O esquema envolvia o uso indevido de recursos que deveriam ser aplicados na saúde. A investigação mostrou que Humberto Silva pagava aluguel de um apartamento luxuoso em Balneário Camboriú, realizava viagens internacionais e financiava festas extravagantes. Um exemplo notório de sua ostentação foi o casamento realizado em Paris, que atraiu atenção pela extravagância.
Vícios e Faltas na Saúde Pública
Enquanto Humberto desfrutava de uma vida de luxo, os hospitais que estavam sob a gestão do IRDESI enfrentavam sérias dificuldades. Muitas unidades enfrentaram a falta de medicamentos essenciais e equipamentos básicos. Em um caso alarmante, um idoso faleceu em Jaguari (RS) devido à falta de um aparelho de nebulização que custava apenas R$ 70. Um morador de Embu das Artes expressou sua indignação: ‘É absurdo, porque está faltando na base, no atendimento, no remédio, nos cuidados de saúde.’
As investigações apontaram também para a criação de empresas fictícias, que emitiam notas fiscais fraudulentas para justificar serviços que nunca foram prestados. Com apenas duas dessas empresas, cerca de R$ 8 milhões foram desviados, aumentando ainda mais a gravidade do esquema.
Consequências Legais e Reações
As medidas judiciais já começaram a ser tomadas. Até o momento, 14 imóveis, 53 veículos, uma lancha e contas bancárias de 20 pessoas envolvidas foram bloqueados. O prejuízo total estimado com o desvio alcança R$ 25 milhões. A defesa de Tássia Nunes, uma das acusadas, afirmou que todos são inocentes até que se prove o contrário, ressaltando que a presunção de inocência deve ser respeitada.

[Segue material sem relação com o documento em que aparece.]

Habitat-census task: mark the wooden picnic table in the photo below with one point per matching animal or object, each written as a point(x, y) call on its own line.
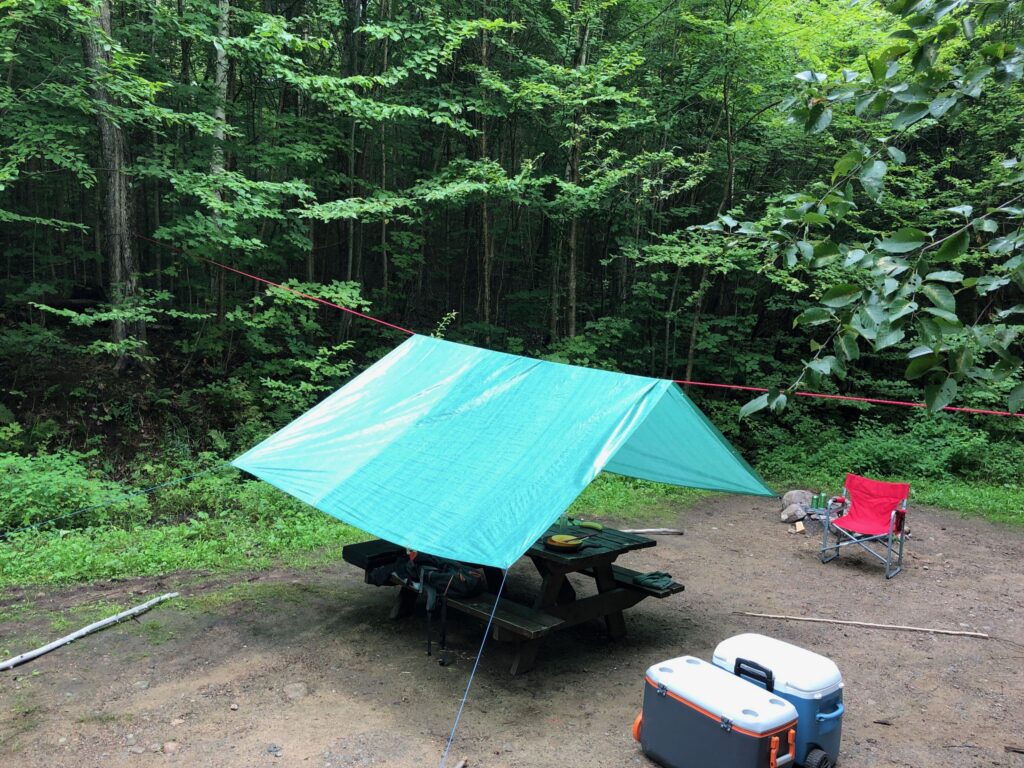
point(556, 604)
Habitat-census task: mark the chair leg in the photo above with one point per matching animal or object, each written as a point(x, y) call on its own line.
point(824, 541)
point(890, 572)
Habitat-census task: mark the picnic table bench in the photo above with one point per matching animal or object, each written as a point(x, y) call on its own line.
point(556, 604)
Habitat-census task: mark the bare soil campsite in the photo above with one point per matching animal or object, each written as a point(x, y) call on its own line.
point(304, 668)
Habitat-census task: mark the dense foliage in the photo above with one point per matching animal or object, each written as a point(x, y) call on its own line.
point(774, 193)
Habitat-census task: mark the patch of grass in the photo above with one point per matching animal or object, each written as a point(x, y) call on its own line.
point(1004, 503)
point(629, 499)
point(223, 543)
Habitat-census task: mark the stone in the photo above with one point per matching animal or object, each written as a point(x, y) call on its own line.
point(295, 691)
point(793, 513)
point(803, 498)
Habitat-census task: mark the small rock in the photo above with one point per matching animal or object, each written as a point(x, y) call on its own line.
point(802, 498)
point(793, 512)
point(295, 691)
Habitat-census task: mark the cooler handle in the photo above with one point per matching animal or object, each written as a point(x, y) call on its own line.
point(832, 715)
point(756, 672)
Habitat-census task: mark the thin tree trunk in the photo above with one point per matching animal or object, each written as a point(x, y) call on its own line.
point(220, 117)
point(122, 260)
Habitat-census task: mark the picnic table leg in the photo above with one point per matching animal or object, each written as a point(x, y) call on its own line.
point(404, 603)
point(525, 656)
point(605, 583)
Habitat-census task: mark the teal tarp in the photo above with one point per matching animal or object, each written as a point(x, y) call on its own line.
point(471, 455)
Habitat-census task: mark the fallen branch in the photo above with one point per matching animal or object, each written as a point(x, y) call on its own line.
point(898, 627)
point(653, 531)
point(103, 623)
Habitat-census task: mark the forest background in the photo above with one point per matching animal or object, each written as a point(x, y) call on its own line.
point(786, 194)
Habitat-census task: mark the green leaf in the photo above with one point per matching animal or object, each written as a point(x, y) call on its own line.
point(815, 315)
point(840, 296)
point(951, 248)
point(846, 164)
point(939, 395)
point(1016, 399)
point(846, 346)
point(758, 403)
point(777, 403)
point(921, 366)
point(903, 241)
point(942, 103)
point(811, 77)
point(871, 178)
point(946, 275)
point(818, 120)
point(940, 296)
point(887, 338)
point(909, 116)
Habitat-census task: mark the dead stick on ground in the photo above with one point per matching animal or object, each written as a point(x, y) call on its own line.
point(867, 624)
point(15, 660)
point(653, 531)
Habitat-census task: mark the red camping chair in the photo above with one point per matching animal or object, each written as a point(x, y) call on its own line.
point(876, 513)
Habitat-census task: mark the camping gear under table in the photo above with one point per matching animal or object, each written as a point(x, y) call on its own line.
point(556, 605)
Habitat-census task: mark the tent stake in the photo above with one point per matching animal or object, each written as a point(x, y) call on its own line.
point(898, 627)
point(15, 660)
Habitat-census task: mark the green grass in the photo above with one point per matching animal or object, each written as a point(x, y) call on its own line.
point(208, 544)
point(304, 539)
point(1001, 503)
point(628, 499)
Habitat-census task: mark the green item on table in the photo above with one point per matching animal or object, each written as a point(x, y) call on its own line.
point(657, 580)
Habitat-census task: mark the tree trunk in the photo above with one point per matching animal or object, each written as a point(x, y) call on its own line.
point(220, 116)
point(121, 257)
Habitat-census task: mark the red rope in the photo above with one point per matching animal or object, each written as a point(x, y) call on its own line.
point(853, 398)
point(283, 288)
point(822, 395)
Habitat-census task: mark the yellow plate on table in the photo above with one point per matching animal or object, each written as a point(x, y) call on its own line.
point(563, 542)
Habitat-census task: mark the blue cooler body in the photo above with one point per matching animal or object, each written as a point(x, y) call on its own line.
point(697, 716)
point(809, 681)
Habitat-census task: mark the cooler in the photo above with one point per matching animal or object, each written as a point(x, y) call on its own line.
point(809, 681)
point(698, 716)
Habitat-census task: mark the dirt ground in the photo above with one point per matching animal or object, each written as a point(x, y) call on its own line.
point(304, 668)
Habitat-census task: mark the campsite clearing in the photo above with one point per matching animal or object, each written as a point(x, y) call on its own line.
point(309, 663)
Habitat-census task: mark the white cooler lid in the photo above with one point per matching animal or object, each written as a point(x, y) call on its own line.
point(798, 671)
point(723, 694)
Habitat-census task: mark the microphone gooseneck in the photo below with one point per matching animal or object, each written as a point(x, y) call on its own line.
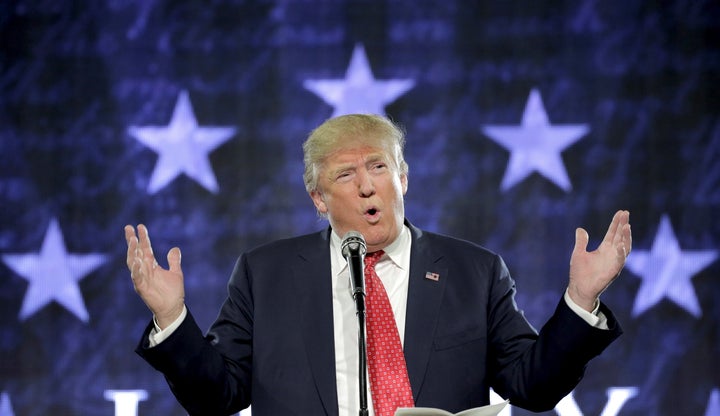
point(353, 249)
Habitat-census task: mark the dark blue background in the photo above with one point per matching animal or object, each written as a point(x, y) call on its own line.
point(74, 76)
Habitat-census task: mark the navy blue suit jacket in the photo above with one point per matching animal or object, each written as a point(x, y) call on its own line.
point(272, 344)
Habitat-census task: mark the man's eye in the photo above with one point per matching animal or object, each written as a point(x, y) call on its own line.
point(342, 176)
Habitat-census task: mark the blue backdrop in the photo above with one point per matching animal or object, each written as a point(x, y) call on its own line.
point(525, 119)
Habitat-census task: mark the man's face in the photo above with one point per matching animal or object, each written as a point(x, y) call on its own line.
point(361, 189)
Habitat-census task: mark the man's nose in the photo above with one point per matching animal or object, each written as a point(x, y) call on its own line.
point(365, 184)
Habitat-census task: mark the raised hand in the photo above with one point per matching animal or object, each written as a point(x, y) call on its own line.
point(592, 272)
point(162, 290)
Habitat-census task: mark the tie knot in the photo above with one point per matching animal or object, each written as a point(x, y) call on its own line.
point(371, 259)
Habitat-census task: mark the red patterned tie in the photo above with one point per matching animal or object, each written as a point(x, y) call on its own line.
point(389, 382)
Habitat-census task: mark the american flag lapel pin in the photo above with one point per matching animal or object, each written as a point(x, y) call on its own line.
point(432, 276)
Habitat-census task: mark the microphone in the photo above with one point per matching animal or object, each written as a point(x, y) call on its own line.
point(354, 249)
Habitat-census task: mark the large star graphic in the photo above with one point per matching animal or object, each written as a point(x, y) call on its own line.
point(535, 145)
point(666, 271)
point(182, 147)
point(53, 274)
point(359, 92)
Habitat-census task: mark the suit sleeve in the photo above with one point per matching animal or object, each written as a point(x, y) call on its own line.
point(203, 376)
point(535, 371)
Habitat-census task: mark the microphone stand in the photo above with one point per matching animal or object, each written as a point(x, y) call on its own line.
point(357, 276)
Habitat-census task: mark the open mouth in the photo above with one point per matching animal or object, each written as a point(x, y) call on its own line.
point(372, 215)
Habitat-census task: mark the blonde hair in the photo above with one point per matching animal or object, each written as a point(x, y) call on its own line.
point(348, 131)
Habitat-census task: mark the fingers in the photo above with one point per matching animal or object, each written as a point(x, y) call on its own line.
point(174, 259)
point(581, 240)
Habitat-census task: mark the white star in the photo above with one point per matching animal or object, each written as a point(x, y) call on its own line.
point(5, 406)
point(666, 271)
point(53, 274)
point(359, 92)
point(535, 145)
point(182, 147)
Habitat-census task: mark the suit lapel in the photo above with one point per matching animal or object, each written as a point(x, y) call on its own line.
point(425, 292)
point(314, 288)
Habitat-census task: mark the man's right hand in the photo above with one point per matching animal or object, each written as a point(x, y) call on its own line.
point(162, 290)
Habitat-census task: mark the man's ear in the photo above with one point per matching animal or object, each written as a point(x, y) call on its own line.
point(319, 201)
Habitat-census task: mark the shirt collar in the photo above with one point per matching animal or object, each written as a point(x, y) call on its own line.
point(398, 251)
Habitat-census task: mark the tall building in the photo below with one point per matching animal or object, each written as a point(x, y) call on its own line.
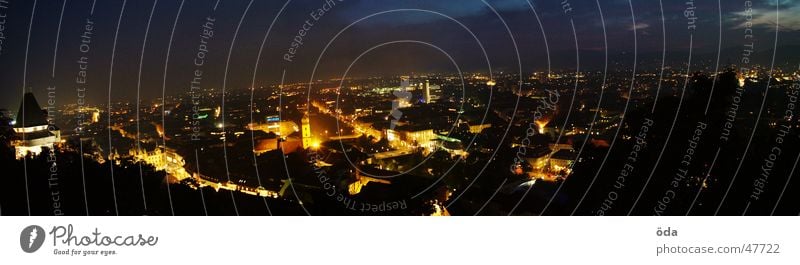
point(306, 124)
point(427, 92)
point(33, 132)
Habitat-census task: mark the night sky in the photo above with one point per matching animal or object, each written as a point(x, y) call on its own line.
point(497, 25)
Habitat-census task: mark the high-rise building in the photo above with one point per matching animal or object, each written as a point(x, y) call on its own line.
point(427, 92)
point(33, 132)
point(306, 128)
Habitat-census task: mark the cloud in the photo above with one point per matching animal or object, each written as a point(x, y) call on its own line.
point(639, 26)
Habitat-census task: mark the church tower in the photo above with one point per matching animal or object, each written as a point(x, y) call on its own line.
point(306, 124)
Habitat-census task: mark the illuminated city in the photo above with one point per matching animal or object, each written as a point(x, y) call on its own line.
point(212, 117)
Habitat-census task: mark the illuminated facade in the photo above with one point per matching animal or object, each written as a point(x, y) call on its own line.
point(306, 128)
point(33, 132)
point(162, 159)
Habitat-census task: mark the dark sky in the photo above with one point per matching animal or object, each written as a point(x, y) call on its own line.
point(389, 33)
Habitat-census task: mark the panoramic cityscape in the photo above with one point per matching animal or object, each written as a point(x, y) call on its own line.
point(398, 108)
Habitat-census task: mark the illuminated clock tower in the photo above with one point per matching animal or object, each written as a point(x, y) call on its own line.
point(306, 131)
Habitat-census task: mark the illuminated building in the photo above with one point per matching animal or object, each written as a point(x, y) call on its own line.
point(33, 132)
point(306, 123)
point(427, 92)
point(162, 159)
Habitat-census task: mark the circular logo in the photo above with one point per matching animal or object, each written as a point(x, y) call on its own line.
point(31, 238)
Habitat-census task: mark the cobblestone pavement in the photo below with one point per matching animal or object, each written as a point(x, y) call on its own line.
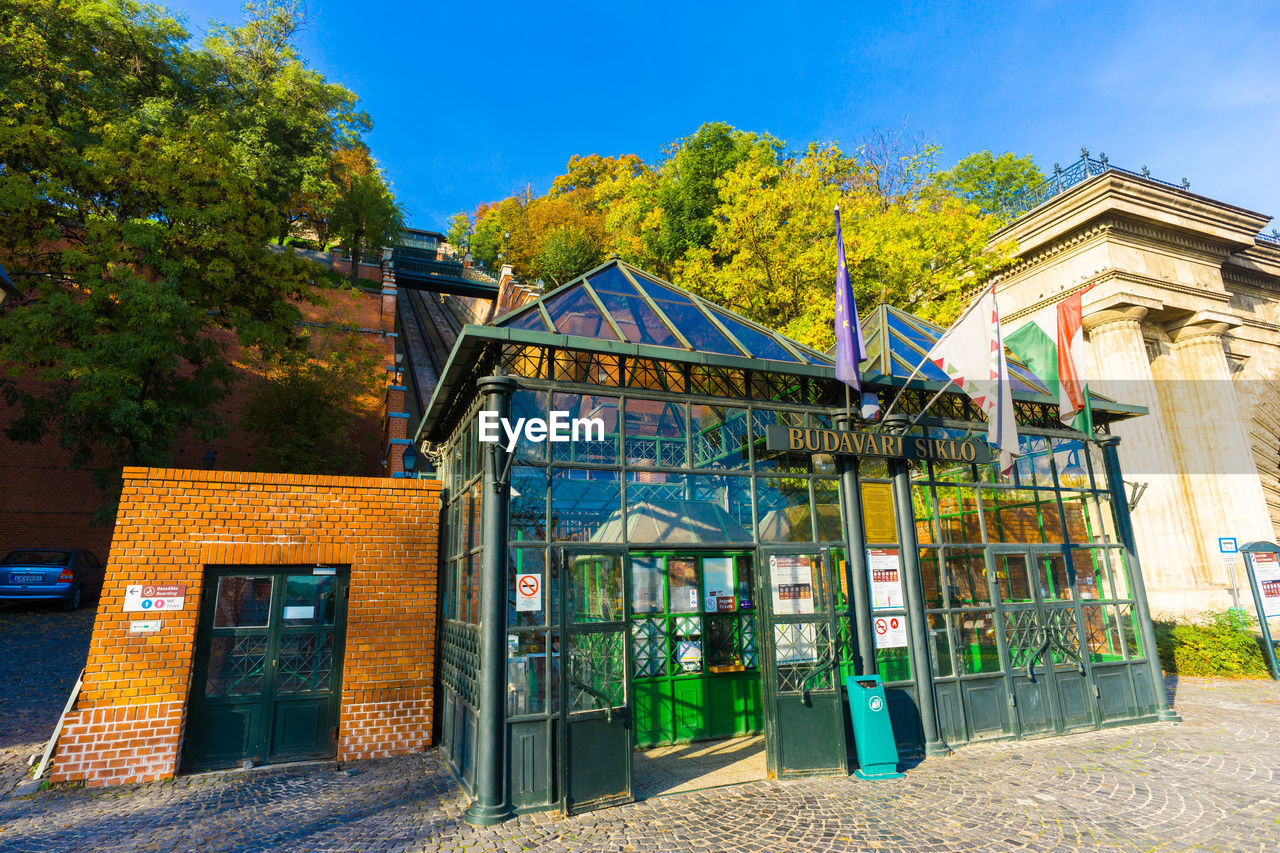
point(42, 648)
point(1211, 783)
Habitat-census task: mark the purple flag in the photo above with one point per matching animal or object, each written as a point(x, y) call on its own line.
point(850, 346)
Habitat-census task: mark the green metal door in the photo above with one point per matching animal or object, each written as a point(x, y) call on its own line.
point(595, 711)
point(266, 678)
point(804, 711)
point(1048, 678)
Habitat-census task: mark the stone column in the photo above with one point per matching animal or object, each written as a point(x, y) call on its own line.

A defesa de Maíne Baccin, atual esposa de Humberto, informou que está conduzindo uma análise detalhada de todos os documentos que fazem parte do inquérito. Por outro lado, a Prefeitura de Embu das Artes declarou que, se confirmadas as condutas ilícitas, a responsabilidade recai sobre a organização social contratada, e enfatizou que a obrigação pela falta de medicamentos é da gestão do instituto.
O Impacto Social do Desvio
O caso traz à luz não apenas a vida luxuosa de um empresário, mas também as consequências diretas de suas ações na saúde pública. O desvio de recursos destinados a hospitais e postos de saúde compromete o atendimento e a qualidade de vida da população, especialmente em tempos em que a saúde pública é crucial. O escândalo serve como um alerta sobre a necessidade de maior rigor na fiscalização do uso de recursos públicos e enfatiza a importância de garantir que investimentos na saúde cheguem de fato à população.